Should we have bidscrambler_xxx where xxx is the file format? The reason for asking is that there is not a single file format (as with nifti) in use with EEG and MEG, but a few each.
I think having one scrambler_eeg
/meg.py
function is fine. The different file formats can then be handled within that function. But if it becomes big, we can always split things. The user won't know anyhow, because the CLI is all handled by scrambler.py
I think we should not approach it from the general EEG/MEG perspective, but rather from the file format perspective. A BIDS dataset is a structured list of files with well-defined file names; when scrambling them you need to know which files to read/modify/write. Splitting the logic of determining which files to read/write from the content-wise scrambling provides a strategy to also implement this for files that are used by the other BIDS modalities (PET, NIRS, iEEG, microscopy, motion), even though we are not neccessarily domain experts on all of these ourselves.
Could you start by extending the scrambler such that it reads and writes (i.e., copies) a .fif
file? The fif naming scheme is well documented in the MEG specification. That would allow testing on use case 2.3. For now you don't have to worry what is contained in the fif file, but the Python code that you write should have a placeholder for reading the (binary) content and for writing the content. In between the reading and writing, the content would be modified; that is something @schoffelen or I can implement.
Once we have it for .fif
files (one of the MEG formats), we can take the next step and implement it for one of the EEG formats so that we can also continue with use case 2.4.
Earlier, I have already pushed some placeholder code that for now should be capable of dealing with fif-files of the 'raw' and 'average' type (for the average: provided it contains just a single condition average, still need to figure out how to generically detect and deal with multiple averages). The scrambling performed for now (I think) is a scrambling across channels (not really meaningful but good enough for now). I haven't tested this yet on a full bids directory, but bids-ified a single test dataset I had lying around locally, and this seemed to work. In order to efficiently contribute to this I'd first need to familiarize me a bit more with how to efficiently develop code and test interactively using pycharm, and to get used to the state-of-the art testing framework implemented by @marcelzwiers
Note:
@schoffelen could you add a test_scramble_fif
to the https://github.com/SIESTA-eu/wp15/tree/main/BIDScramble/tests and document its use in https://github.com/SIESTA-eu/wp15/blob/main/usecase-2.3/README.md#scrambled-data ?

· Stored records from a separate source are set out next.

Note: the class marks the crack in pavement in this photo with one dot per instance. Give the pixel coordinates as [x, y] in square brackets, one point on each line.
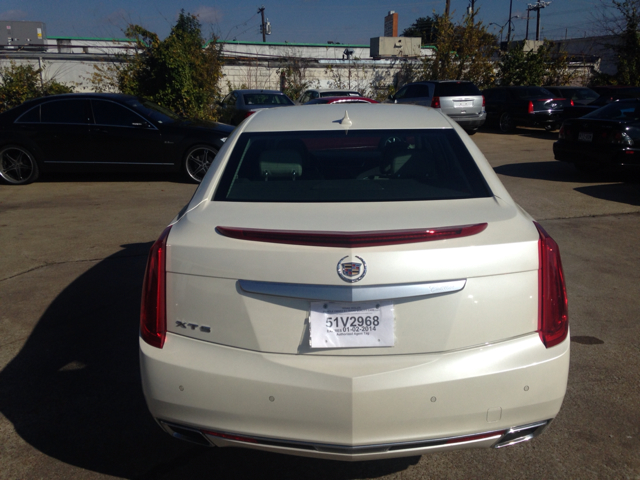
[53, 264]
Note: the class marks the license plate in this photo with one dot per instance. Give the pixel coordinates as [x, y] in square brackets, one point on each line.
[344, 325]
[585, 136]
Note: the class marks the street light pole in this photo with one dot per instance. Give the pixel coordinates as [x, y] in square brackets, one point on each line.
[509, 30]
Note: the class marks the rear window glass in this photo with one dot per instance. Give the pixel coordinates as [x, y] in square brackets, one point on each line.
[266, 99]
[527, 92]
[64, 111]
[624, 110]
[351, 166]
[455, 89]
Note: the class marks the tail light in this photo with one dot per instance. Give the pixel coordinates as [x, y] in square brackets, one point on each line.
[153, 313]
[553, 313]
[621, 138]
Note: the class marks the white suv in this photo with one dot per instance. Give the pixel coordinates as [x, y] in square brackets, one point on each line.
[460, 100]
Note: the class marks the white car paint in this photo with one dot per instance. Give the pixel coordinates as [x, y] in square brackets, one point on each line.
[236, 367]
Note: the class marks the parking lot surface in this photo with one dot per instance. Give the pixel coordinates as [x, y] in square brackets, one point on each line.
[74, 251]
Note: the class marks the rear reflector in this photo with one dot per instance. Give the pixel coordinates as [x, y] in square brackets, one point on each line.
[228, 436]
[153, 314]
[553, 312]
[351, 239]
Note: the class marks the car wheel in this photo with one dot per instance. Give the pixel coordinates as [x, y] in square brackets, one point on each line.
[197, 161]
[18, 166]
[506, 122]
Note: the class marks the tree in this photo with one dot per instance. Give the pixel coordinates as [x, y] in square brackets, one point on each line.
[181, 72]
[542, 66]
[423, 27]
[462, 52]
[19, 83]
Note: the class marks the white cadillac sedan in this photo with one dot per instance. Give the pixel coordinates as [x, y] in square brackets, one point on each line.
[353, 286]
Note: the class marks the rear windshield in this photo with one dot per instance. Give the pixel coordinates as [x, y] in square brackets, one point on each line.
[350, 166]
[266, 99]
[528, 92]
[456, 89]
[624, 110]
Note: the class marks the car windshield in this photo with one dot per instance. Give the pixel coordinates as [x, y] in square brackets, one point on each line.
[454, 89]
[350, 166]
[266, 99]
[528, 92]
[626, 111]
[583, 94]
[153, 111]
[339, 93]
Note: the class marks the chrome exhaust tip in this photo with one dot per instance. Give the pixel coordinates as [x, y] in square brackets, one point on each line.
[521, 434]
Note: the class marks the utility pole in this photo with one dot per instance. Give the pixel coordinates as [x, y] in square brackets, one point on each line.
[509, 29]
[537, 7]
[262, 28]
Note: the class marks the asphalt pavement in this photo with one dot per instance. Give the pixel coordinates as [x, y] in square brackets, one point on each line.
[74, 250]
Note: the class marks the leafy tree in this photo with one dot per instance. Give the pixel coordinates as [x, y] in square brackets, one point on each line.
[181, 72]
[424, 27]
[19, 83]
[462, 52]
[542, 66]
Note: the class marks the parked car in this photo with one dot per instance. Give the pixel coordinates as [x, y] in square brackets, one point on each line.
[509, 107]
[462, 101]
[327, 100]
[314, 93]
[353, 286]
[240, 104]
[606, 138]
[577, 95]
[608, 94]
[103, 132]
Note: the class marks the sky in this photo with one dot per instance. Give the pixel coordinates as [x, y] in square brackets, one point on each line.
[293, 21]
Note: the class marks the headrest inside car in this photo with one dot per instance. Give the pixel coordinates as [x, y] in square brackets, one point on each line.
[280, 163]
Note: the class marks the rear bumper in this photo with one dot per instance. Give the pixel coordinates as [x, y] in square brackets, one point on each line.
[350, 405]
[470, 121]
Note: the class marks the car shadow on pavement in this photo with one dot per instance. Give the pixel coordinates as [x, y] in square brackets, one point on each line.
[564, 172]
[622, 193]
[106, 177]
[73, 392]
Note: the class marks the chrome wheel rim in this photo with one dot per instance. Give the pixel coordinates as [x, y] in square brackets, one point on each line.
[16, 165]
[198, 162]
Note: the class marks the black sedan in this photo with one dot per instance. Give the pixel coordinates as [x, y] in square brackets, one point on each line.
[103, 132]
[606, 138]
[241, 104]
[510, 107]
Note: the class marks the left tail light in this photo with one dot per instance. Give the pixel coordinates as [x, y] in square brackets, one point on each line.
[153, 312]
[553, 312]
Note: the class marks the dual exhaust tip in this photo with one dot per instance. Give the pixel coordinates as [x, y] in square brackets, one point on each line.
[506, 438]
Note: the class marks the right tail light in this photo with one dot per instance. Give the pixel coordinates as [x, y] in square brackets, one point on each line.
[153, 313]
[553, 312]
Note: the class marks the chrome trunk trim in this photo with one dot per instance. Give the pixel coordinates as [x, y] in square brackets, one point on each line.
[336, 293]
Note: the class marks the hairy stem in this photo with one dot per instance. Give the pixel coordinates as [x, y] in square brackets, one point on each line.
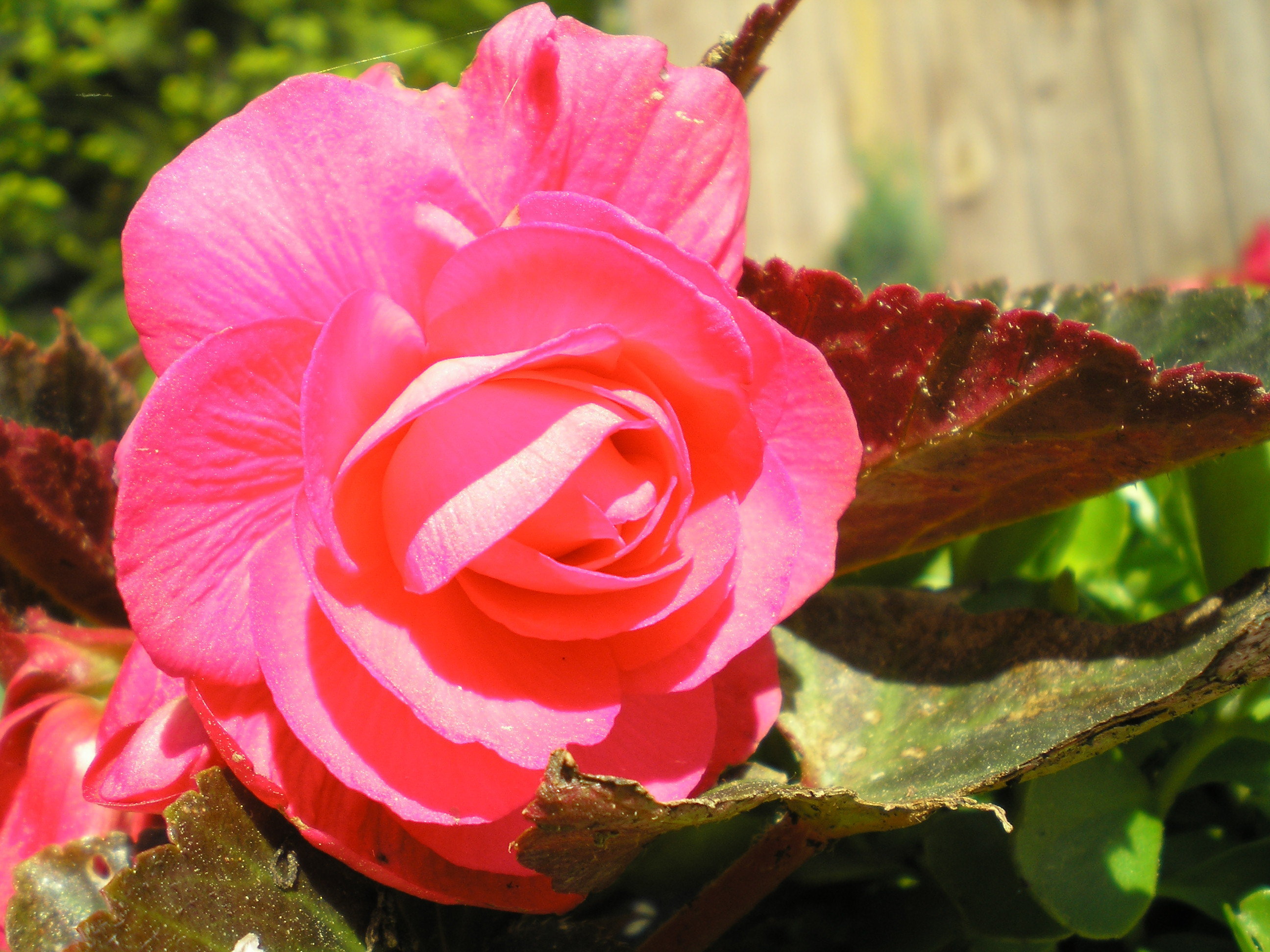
[738, 57]
[780, 851]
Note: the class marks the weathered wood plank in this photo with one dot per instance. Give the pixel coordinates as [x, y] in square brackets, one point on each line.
[1063, 140]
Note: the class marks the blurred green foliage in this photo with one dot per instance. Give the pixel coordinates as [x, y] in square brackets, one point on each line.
[1159, 846]
[96, 95]
[892, 238]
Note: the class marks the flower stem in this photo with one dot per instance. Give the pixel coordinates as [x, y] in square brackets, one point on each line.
[780, 851]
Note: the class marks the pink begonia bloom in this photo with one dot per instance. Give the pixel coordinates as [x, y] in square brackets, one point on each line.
[49, 728]
[464, 450]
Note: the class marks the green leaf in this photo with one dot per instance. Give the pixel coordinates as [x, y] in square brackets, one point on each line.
[995, 944]
[902, 696]
[968, 854]
[234, 869]
[1222, 880]
[1089, 844]
[1231, 499]
[59, 888]
[901, 704]
[1251, 925]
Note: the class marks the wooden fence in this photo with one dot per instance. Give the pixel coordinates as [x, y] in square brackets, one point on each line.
[1062, 140]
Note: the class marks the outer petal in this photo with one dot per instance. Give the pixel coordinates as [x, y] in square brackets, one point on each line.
[150, 763]
[44, 751]
[509, 446]
[662, 740]
[209, 469]
[553, 104]
[284, 210]
[802, 410]
[464, 676]
[352, 724]
[150, 743]
[747, 700]
[139, 692]
[265, 754]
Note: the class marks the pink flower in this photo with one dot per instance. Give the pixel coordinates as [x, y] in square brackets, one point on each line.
[465, 451]
[49, 737]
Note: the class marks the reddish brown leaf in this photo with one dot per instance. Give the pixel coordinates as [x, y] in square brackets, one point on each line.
[56, 508]
[972, 418]
[737, 57]
[70, 387]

I tested it for use case 2.3 and it seems to work.
I don't know the valid options for scrambling, so that still needs some attention. @marcelzwiers presenting the BIDScramble in general would be useful for that.
Also test_scramble_fif
should be added to the tests.
A "null" and "permute" scrambler are now both in place, and the fif scrambling is part of the test suite.

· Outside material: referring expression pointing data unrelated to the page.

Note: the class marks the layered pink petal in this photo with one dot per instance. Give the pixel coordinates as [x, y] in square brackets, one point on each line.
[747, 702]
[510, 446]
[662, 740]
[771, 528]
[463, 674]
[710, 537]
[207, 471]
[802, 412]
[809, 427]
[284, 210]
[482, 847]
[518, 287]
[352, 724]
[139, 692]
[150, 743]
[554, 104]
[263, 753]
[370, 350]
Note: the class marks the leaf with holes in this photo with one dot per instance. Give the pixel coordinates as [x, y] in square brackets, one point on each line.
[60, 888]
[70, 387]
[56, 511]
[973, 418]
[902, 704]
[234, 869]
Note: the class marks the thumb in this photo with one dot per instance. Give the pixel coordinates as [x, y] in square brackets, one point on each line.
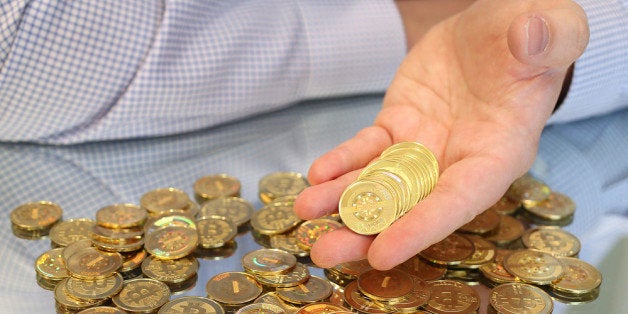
[552, 38]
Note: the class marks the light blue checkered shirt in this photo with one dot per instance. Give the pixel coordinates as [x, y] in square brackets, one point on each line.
[159, 93]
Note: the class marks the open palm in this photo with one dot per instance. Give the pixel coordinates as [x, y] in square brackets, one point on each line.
[477, 90]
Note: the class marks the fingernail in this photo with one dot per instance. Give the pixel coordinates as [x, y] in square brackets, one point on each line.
[538, 35]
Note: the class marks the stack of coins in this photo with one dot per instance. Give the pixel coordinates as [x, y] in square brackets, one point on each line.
[34, 220]
[278, 184]
[388, 188]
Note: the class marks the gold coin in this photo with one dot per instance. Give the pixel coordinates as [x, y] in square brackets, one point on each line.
[484, 253]
[142, 295]
[171, 242]
[278, 184]
[260, 308]
[579, 277]
[528, 190]
[36, 215]
[495, 271]
[170, 271]
[520, 298]
[164, 199]
[359, 302]
[418, 297]
[315, 289]
[273, 298]
[533, 267]
[169, 220]
[385, 285]
[418, 267]
[367, 207]
[322, 308]
[91, 263]
[215, 186]
[94, 289]
[66, 232]
[275, 218]
[233, 288]
[102, 310]
[509, 230]
[452, 250]
[215, 231]
[506, 206]
[50, 265]
[121, 216]
[483, 223]
[191, 304]
[298, 275]
[237, 209]
[288, 242]
[555, 241]
[268, 262]
[451, 296]
[310, 231]
[63, 298]
[556, 206]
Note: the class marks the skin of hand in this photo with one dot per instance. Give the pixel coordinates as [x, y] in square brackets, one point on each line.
[476, 90]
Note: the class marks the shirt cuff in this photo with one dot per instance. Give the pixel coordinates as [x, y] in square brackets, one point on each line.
[600, 79]
[355, 46]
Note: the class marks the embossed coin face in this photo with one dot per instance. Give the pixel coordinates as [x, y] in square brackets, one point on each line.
[275, 218]
[451, 296]
[171, 242]
[450, 251]
[357, 301]
[268, 261]
[485, 222]
[215, 231]
[391, 284]
[121, 216]
[68, 231]
[50, 265]
[233, 288]
[418, 267]
[533, 266]
[237, 209]
[91, 263]
[215, 186]
[506, 206]
[309, 231]
[557, 206]
[315, 289]
[367, 207]
[579, 277]
[552, 240]
[322, 308]
[36, 215]
[191, 304]
[520, 298]
[296, 276]
[164, 199]
[142, 295]
[280, 184]
[170, 271]
[96, 289]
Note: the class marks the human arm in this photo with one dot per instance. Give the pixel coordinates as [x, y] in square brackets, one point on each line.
[477, 90]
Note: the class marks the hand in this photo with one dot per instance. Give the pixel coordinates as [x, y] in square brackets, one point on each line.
[477, 90]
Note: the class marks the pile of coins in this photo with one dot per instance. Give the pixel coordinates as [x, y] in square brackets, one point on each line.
[389, 187]
[502, 248]
[136, 258]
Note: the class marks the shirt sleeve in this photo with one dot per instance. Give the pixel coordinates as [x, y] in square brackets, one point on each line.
[600, 80]
[77, 73]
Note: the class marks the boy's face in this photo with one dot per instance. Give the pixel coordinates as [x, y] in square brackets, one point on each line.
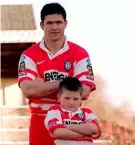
[70, 100]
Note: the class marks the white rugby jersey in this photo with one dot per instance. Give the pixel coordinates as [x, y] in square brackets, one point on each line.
[57, 117]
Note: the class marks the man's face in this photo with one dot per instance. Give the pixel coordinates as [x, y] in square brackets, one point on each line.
[54, 26]
[70, 100]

This should be good enough for now, time to move on with the next scrambler for EEG data, see #28
too bad, rechts ingehaald. I will flush my attempts then.

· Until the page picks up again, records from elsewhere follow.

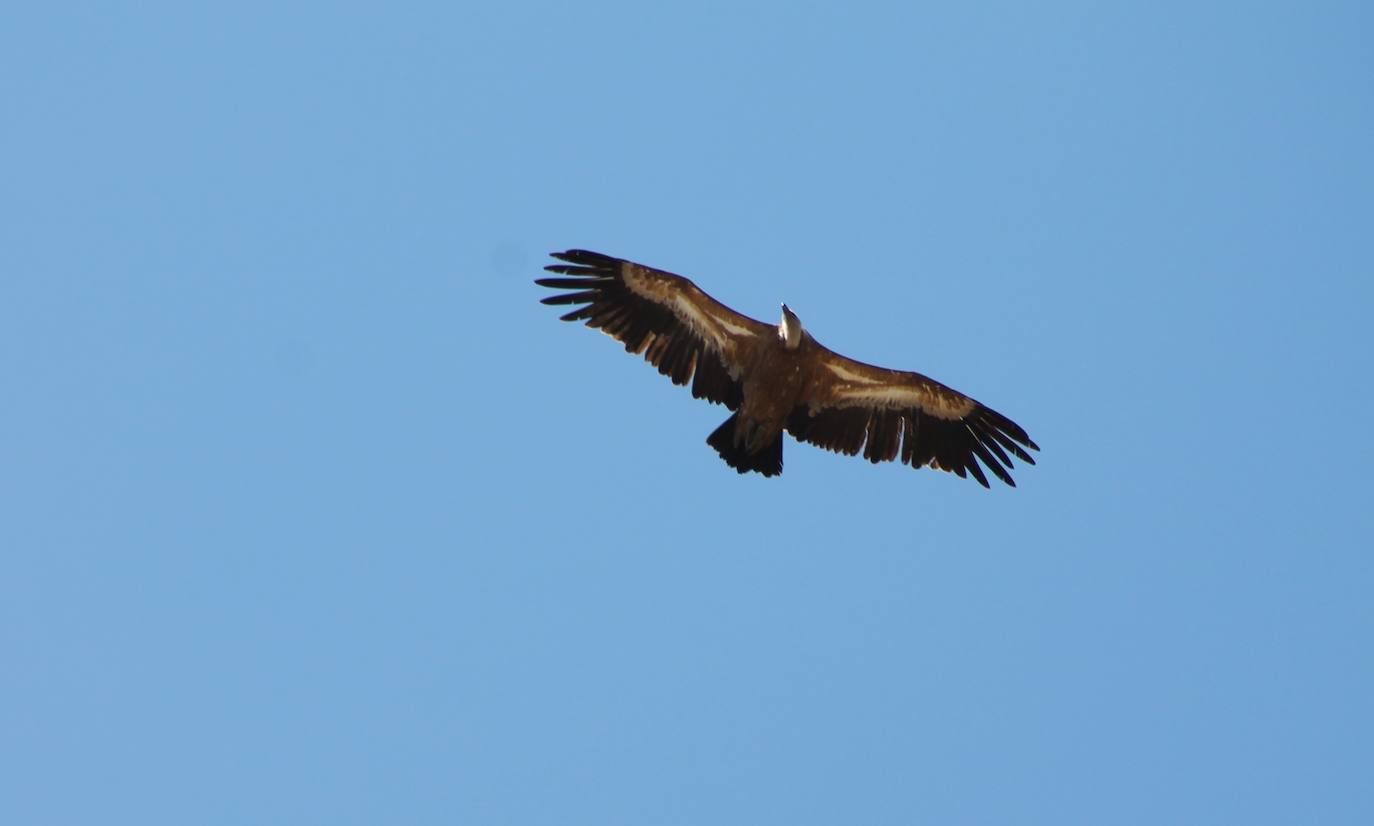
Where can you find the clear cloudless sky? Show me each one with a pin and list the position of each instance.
(309, 513)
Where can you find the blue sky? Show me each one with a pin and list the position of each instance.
(312, 514)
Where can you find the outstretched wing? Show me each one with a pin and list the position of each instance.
(886, 414)
(680, 330)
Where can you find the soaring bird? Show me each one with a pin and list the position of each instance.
(778, 378)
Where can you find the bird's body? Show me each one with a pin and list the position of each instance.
(781, 378)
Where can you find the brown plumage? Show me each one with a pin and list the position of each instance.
(778, 378)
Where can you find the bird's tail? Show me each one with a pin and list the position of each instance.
(767, 461)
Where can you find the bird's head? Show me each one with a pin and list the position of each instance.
(790, 329)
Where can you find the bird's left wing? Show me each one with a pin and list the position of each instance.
(680, 330)
(886, 414)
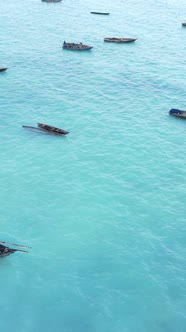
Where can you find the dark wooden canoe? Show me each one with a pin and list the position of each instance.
(6, 251)
(53, 130)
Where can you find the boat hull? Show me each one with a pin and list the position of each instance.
(76, 47)
(52, 130)
(3, 69)
(178, 113)
(6, 251)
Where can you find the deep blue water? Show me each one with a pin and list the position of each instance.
(104, 207)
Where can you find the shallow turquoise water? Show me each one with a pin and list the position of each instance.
(104, 207)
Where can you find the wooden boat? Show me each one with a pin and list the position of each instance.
(51, 0)
(6, 251)
(44, 128)
(76, 47)
(3, 69)
(53, 130)
(100, 13)
(178, 113)
(120, 40)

oh, ik dacht dat jij vanmiddag andere zaken te doen had ;-)
ja, klopt, maar na 5 uur niet meer, en ik was al een beetje begonnen... and with my limited python skills I am moving a bit more slowly than the rest
The pytest data is rather big (900MB or so), it is desirable if there was a smaller file to work with. Also the isevoked
codepath is not tested
I have already created bidscramblers for tsv, json and nifti files, but I feel that I don't have the expertise to write a scrambler for eeg and meeg data.